A Music Analyzer giving suggestions on what my partner may like from my Spotify playlists based on Listening Histories and Song Features
Here is the thing - Spotify is testing a new subscription called Premium Duo that offers two Premium subscriptions for two people living in the same house at a discounted price. With Premium Duo, the users still have their own separate Spotify accounts. Premium Duo also introduces a new playlist, the Duo Mix, combining the two persons’ music preferences into one. So far, my partner doesn't quite enjoy Spotify's suggestions in the new playlist. (A sad note: I always got complained about my music choice!)
This got me very curious trying to know what songs I listened to in general may also be favoured by my partner based on listening habit.
Let me have a go and see if I can do a better job than Spotify?!
The project here analyzed the streaming histories of my partner and me in the last 12 months, in relation to some metrics of song characteristics that are available from a large collated 'song attributes' database. The database contains 160,000+ songs released in the years between 1921 and early 2020.
The objective of this project was to build a classifier that may be used to predict what 'new' songs a person may like (and not like) based on their listening histories.
This project uses two main sources of data: i) Spotify audio/track features ("song_attributes.csv") & ii) personal streaming history on Spotify ("xx_StreamingHist.csv").
-
'song_attributes.csv' is a dataset available on Kaggle (https://www.kaggle.com/yamaerenay/spotify-dataset-19212020-160k-tracks; I used the specific file named 'data.csv') (Thanks Yamaç Eren Ay for sharing it). The file contains 19 columns including various song features such as acousticness, danceability, and liveness etc, collected through Spotify Web API. (For more details of these features, check this page: https://developer.spotify.com/documentation/web-api/reference/tracks/get-audio-features/) There are 169,909 rows/entries, with each row representing an individual song. In a separate notebook (check here), I did more exploration on this 'song attributes' data set, for example examining how songs vary in these features across years.
-
The two 'xx_StreamingHist.csv' contains personal streaming data from partner0 and partner1 (for example, from me and my partner) requested via the Privacy Settings section of the individual Spotify's account pages. The data were provided in the json format. There are four columns in the data-file (artistName, trackName, endTime, msPlayed). Partner0's file has 15344 entries/rows and partner1's has 11424 entries.
In terms of duration, this translates to an accumulation of 790+ hours of listening on Spotify for partner0 over the past 12 months and 500+ hours for partner1 (i.e. the sum of the msPlayed column).
'Favourite' (1) and 'not favourite' (0) songs are defined by the number of listens in the past 12 months.

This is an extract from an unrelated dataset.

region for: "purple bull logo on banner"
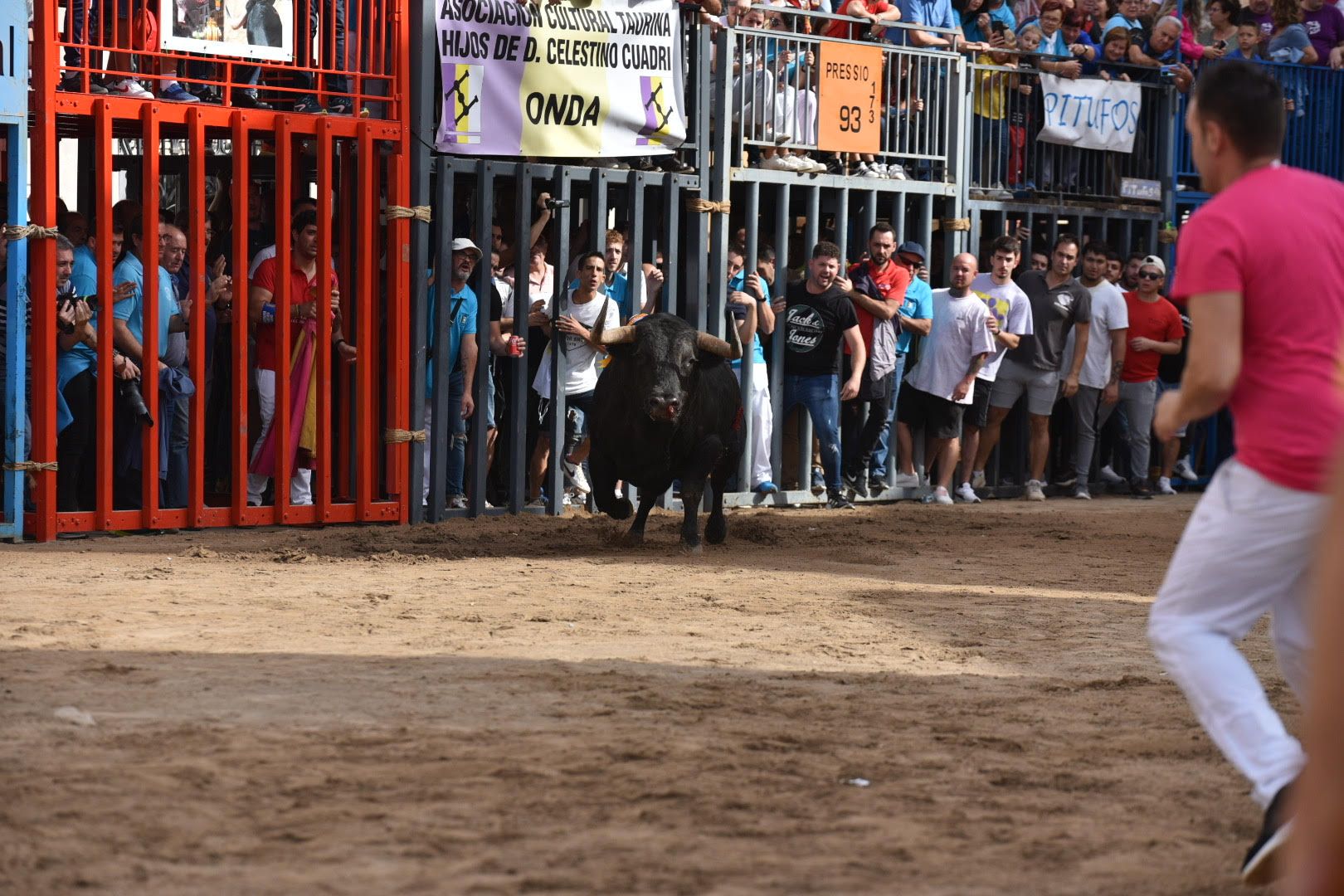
[436,0,685,158]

From an exploratory analysis (see histogram below), I found that with an overpowering majority of songs Partner0 only listened to them for less than 5 times last year, and this person quite seldom listened to a song more than 5 times. This is a clear cut-off.
Check the section 'What makes a favourite song' in the notebook for more details.
I will mainly compare the performance of 3 classification models here:
Nu Support Vector Classifier
Decision Tree
Random Forest
Before narrowing down the search for further hyperparameter tuning with these models, I'd also tested a number of other classifiers (e.g. Gaussian Processes, Gradient Boosting, Multilayer Perceptron), the performances of which were not as great. The scripts and outputs of those initial exploratory attempts are stored in the same repo with this notebook.
When dealing with datasets with a high class imbalance like our case here (there are much fewer 'favourite' songs based on partner0's listening habit), accuracy may not be a reliable measure. The reason is that a high accuracy can be solely/largely contributed by a large number of correctly predicted negatives (i.e. True Negatives) while the positive class could be poorly predicted. In scenarios with heavily imbalanced data, we care equally about precision and recall, and F1 score would be a more preferred evaluation metric.
Precision is a measure of the correctly identified positive cases from all the predicted positive cases. It is useful when the costs of False Positives is high. Recall measures the ratio of the correctly identified positive cases to all the actual positive cases. It is important when the cost of False Negatives is high.
Then, F1 score is a harmonic mean of Precision and Recall, thus giving more attention to the incorrectly classified cases in general.
A trained model using a Random Forest Classifier was able to predict unseen test data with a F1 score of 77%, which would be used as the final algorithm for music recommendation to predict what songs partner0 may like in an entirely separate partner1's songlist.
Next, I will learn to automate the creation of a playlist using a Python script.
There are different song recommendation algorithms available out there and I think this one by isaclee is really well thought and easily extendable. Remember to also check out isaclee's repo. My analysis here has extended based on his work. I trained a wider range of models as an initial exploratory attempt at the beginning (before filtering out models with very low performance). Also, I have written another notebook for a more in-depth exploration of the 'song attributes' data set, for example examining how different song features varied across years.